You know when something is up, but you just cannot put your finger on it?

As the post title says "You know when something is up, but you just cannot put your finger on it?"... well upon my first ride out on my Silverback Synergy Fat I put my finger or should I say fingers straight on the problem. Omg the brake levers are the wrong way around. Now after a few rides I find I am continually  going for the rear brake and confusing it for the front. It does nothing for your street cred when you are trying to show off and do a skid and whip your bike around, when in reality each time I almost go over the bars lol.

Just some of the Peterson clan. I love these guys
This immediately brought back memories of my trip to Ogden Utah in the US of A to meet up with my awesome friend Mark Peterson and of course his absolutely fantastic parents.

You see upon my visit Mark had arranged for me to get a loaner bike. A Trek Stasche 29'er from a very kind gentleman named Matt Howard who runs The Bike Shoppe. The bike was practically brand new and was fitted with a dropper post. This was my first go using a dropper and it converted me, so that all my bikes run droppers, yes even my road bike.

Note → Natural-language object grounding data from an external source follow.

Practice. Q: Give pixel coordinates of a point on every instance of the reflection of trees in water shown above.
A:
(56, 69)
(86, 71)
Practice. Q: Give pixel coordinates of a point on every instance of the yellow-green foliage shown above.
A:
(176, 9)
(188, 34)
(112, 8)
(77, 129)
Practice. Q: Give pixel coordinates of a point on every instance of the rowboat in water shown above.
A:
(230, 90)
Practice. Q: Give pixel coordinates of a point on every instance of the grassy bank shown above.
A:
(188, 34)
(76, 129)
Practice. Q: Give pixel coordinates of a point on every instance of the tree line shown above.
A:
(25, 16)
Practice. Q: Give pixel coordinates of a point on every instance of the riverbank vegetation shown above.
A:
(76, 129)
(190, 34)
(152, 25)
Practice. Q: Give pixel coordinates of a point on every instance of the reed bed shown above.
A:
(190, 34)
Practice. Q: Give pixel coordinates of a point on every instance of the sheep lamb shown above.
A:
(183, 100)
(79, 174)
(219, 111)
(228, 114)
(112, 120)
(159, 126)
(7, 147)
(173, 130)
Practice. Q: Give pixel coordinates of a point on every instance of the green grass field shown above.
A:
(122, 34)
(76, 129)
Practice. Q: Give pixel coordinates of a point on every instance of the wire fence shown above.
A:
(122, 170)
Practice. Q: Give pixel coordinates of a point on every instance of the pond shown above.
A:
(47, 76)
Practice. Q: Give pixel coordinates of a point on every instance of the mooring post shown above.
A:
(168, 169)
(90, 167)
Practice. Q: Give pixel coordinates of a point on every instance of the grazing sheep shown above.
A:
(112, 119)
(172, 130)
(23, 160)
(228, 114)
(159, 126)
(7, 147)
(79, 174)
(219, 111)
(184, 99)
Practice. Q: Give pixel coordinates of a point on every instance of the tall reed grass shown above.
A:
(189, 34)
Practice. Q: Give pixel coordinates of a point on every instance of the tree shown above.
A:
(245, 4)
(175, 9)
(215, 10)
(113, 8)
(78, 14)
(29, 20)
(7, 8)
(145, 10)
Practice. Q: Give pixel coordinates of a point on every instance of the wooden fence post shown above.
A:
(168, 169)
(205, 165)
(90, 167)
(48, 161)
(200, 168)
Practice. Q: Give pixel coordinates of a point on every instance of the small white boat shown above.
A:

Here is Matt and da man that is Mark Peterson
Anyhoo for those of you in the know you will know that not only do American's drive on the wrong side of the road, but also their  brake lever set up is slightly different to here in the UK. The left lever is the front and the right is the rear in the US, whilst we are the other way around. I wasn't aware at the time and even when I had discovered forgot. Now yeah you will probably think "It's no big deal", however imagine flying down a trail trying to keep up with your good buddy who happens to know the trail and coming to a tight right hand turn, then grabbing for the brakes. "Oh crap" you confuse which is which and  your front wheel starts to wipe out. Mark's friend Lance was following close behind and he found it hilarious when I shot off into the brush. Thee stuff I went into reminded me of those tumble weeds you see on the old western movies. It was a case of "agghhh" "oooooh! and as I came to a stop in the middle of this scrub a "phewwww!". Now that could have been so much worse.

The following day I was recounting my near miss to Mark's dad Cliff and he said "you do know there are rattle snakes in them there hills". Really well I had no intention of going in there again. Saying which as I recall whilst out on a steady upward ride up into the hills I encountered a switch back which was tough to manoeuvre due to my prosthetic side. Luckily there was a tree to grab on to so I could stop and hold myself up. Unluckily when I pushed off, "ahhhhh"  not enough momentum. I can't unclip whilst riding with my prosthetic side so ended up tumbling down the side of the bank. It was funny as I was more worried about Matt's bike so as I fell I tried to hold it out and protect it. Mark immediately stopped and shouted "Hey are you ok dude", once he got my reply "Yeah I'm good" he burst out laughing.




So getting back to the Silverback Synergy. At moment it is fitted with Shimano Deore's with 180mm discs. To be honest even if the brakes were the right way around I would have thought about changing the set up, the Shimano's just don't seem to have enough power or bite. 

Silverback Synergy with wonky brakes

Last year I bought a set of Sram Guide CR's for my Ibis to replace the old Elixr's which snapped at the master cylinder on two occasions. Anyhoo the new Sram rear brake has been sticking from the start so this has put me off going for that brand. Now my Hope's on my Sandman, they are another story. They have never failed, plus you can pretty much buy every component separate if you need to replace something. So I have decided to opt for a pair of Hope Race Evo 4's along with 180m floating rotors. They don't come cheap, coming in at just under £180 per unit, but at least I know I won't be grabbing the wrong lever and going for a trip over the bars and that the Hope's have great stopping power.